A Lower Bound for the Variance of Estimators for Nakagami m Distribution
This work addresses estimation challenges in signal processing or communications for scenarios with limited data, though it appears incremental as it builds on existing methods.
The authors tackled the problem of parameter estimation for the Nakagami-m distribution by proposing a maximum likelihood iterative algorithm, which outperforms state-of-the-art methods in low-data scenarios and shows variance close to the Cramér-Rao lower bound in simulations.
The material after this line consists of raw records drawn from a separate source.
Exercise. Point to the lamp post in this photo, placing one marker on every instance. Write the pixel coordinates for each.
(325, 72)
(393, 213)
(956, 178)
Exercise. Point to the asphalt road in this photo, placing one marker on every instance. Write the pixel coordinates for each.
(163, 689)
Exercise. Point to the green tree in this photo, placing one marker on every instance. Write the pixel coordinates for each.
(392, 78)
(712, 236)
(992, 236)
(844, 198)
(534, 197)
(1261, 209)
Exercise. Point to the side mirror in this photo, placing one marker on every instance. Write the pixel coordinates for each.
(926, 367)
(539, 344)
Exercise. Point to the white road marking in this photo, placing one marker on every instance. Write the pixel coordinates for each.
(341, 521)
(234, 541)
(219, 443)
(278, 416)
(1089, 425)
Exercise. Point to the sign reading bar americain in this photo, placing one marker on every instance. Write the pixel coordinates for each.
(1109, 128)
Recently, we have proposed a maximum likelihood iterative algorithm for estimation of the parameters of the Nakagami-m distribution. This technique performs better than state of art estimation techniques for this distribution. This could be of particular use in low data or block based estimation problems. In these scenarios, the estimator should be able to give accurate estimates in the mean square sense with less amounts of data. Also, the estimates should improve with the increase in number of blocks received. In this paper, we see through our simulations, that our proposal is well designed for such requirements. Further, it is well known in the literature that an efficient estimator does not exist for Nakagami-m distribution. In this paper, we derive a theoretical expression for the variance of our proposed estimator. We find that this expression clearly fits the experimental curve for the variance of the proposed estimator. This expression is pretty close to the cramer-rao lower bound(CRLB).